Laut der Weltgesundheitsorganisation (WHO) und laut mehreren kardiologischen Gesellschaften wird eine Myokarditis als entzündliche Erkrankung des Herzmuskels definiert, mit lymphozytären und monozytären Infiltraten innerhalb des Myokards, mit Myozytendegeneration und mit einer nicht-ischämischen Nekrose. „Diese sogenannten Dallas-Kriterien gelten im Vergleich zu anderen Definitionen als besonders streng“, schreibt Caforio.

Eine definitive Diagnose hänge von etablierten histologischen, immunhistochemischen, immunologischen und molekularen Kriterien ab, einschließlich Ergebnissen des Polymerase-Kettenreaktions-Assays oder der In-situ-Hybridisierung zum Nachweis kardiotroper Viren aus Biopsien, so die Editorialistin weiter.

 
Da Biopsien nicht routinemäßig durchgeführt wurden, können wir nicht beurteilen, ob die Fälle die strengeren Dallas-Kriterien erfüllt hätten. Dr. Alida L. P. Caforio
 

Sie gibt zu bedenken: „Da Biopsien nicht routinemäßig durchgeführt wurden, können wir nicht beurteilen, ob die Fälle die strengeren Dallas-Kriterien erfüllt hätten.“ Auch seien Magnetresonanztomografien zur nicht invasiven Charakterisierung des Myokardgewebes durchgeführt worden, nämlich bei 35% bzw. 28%. Damit habe man zumindest eine ischämische Myokardschädigung ausgeschlossen.
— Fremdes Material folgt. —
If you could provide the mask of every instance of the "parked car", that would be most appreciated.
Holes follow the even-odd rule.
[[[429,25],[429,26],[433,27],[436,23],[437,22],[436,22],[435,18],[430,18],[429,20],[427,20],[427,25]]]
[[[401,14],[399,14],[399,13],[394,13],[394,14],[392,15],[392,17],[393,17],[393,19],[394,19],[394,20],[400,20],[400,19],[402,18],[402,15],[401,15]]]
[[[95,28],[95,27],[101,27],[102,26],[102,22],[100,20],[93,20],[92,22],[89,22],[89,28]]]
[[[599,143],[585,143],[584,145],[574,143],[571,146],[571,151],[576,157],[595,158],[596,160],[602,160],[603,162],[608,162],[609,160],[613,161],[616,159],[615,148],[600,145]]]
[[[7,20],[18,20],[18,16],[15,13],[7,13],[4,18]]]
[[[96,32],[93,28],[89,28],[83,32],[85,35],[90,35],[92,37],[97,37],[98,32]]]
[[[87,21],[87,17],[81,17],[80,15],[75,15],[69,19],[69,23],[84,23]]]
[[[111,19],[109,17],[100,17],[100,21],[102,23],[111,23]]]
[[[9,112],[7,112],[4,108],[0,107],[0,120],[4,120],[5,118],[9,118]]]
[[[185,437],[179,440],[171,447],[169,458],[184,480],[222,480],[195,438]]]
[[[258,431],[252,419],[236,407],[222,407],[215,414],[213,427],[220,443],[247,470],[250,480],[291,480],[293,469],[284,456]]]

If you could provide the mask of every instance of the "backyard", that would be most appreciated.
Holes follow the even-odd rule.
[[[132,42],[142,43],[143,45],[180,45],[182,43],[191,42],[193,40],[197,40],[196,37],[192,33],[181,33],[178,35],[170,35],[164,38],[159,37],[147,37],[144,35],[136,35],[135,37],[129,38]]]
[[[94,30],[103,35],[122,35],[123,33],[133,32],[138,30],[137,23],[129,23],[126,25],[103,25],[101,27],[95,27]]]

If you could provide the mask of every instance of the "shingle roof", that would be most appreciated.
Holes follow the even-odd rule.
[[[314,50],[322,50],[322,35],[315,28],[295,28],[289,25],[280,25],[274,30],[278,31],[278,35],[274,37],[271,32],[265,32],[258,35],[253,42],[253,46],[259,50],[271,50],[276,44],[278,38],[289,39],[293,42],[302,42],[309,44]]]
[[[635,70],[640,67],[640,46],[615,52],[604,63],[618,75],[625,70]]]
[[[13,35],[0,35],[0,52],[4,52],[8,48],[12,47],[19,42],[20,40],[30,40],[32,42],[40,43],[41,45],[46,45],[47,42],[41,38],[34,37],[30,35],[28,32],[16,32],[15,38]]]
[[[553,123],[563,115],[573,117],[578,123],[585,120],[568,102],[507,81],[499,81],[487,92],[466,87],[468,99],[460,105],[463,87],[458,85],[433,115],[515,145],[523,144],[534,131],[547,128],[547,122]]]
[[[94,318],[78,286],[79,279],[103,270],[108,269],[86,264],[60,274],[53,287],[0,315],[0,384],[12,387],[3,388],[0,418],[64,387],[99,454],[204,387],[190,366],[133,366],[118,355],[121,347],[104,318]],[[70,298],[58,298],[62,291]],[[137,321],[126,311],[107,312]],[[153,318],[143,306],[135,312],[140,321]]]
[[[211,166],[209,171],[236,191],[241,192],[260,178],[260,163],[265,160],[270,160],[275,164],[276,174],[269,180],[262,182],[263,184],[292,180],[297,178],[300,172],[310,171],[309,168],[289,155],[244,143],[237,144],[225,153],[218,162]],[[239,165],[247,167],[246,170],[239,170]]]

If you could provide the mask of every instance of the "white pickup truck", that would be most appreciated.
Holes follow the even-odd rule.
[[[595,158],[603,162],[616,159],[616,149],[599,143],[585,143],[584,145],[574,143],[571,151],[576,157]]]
Auch zur möglichen Kausalität macht sich Caforio Gedanken. „Es ist erwähnenswert, dass das Auftreten einer Myokarditis bei geimpften Personen in diesen Studien nicht unbedingt darauf hindeutet, dass der Impfstoff allein die Ursache war, sondern die Wirkung eines Adjuvans widerspiegeln kann“, so ihre Einschätzung.

Vielleicht würden Adjuvantien eine Myokarditis natürlichen Ursprungs aufgrund viraler oder immunologischer Auslöser fördern, reaktivieren oder beschleunigen. Doch das ist bislang nur eine Hypothese.